Drops of water are round for a similar reason, only it is surface tension that pulls water into spherical shape. Water flows easily so it doesn't take much force to redistribute it. Solid rock however doesn't bend so easily so a rocky object needs to achieve a very large size in order for gravity to sculpt solid rock into a sphere. The Earth is more than large enough to do this and so is the moon. In fact the moon is abnormally large relative to the size of the Earth.

If you look at other moons in the solar system, they are typically very small compared to their parent planet. Our moon is only the fifth largest moon in the solar system but it is by far the largest relative to its parent planet (unless you still consider Pluto a planet). The task of explaining how the Earth ended up with such a large moon has been a tricky one for scientists. The simplest explanation would be that the Earth and moon formed at the same time. If this is true they should have approximately the same composition but they do not. In particular, the Earth has a large iron core but the moon has an extremely small iron core. Alternatively, many moons start out as wandering asteroids that are captured by their parent planet. Examples of this are Mars' moons Phobos and Deimos. However it is very unlikely that the Earth would have been able to capture such a large object into a stable orbit. It also doesn't explain the striking similarities in the chemical makeup of the Earth and the Moon.

The leading explanation so far is that the Moon resulted from a collision between the early Earth and some other rocky planet. Computer models have shown that such a collision would produce a swath of debris that would eventually coagulate into an object with the Moon's orbit.

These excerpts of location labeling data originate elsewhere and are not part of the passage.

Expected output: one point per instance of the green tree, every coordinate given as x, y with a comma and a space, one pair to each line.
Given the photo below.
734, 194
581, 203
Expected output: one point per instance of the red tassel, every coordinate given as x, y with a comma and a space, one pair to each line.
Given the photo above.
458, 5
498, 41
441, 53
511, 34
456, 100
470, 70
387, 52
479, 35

So now we have the Earth and the Moon but these two places were still very different than they are today. Both would have been extremely hot after their formations and subject to constant bombardment by other pieces of debris that would continue flying around the inner solar system until they either collided with something or were flung out into further orbits by the planets. We would have to wait a few hundred million years before things would change on Earth in a way that has never been seen anywhere else in the universe that we have explored.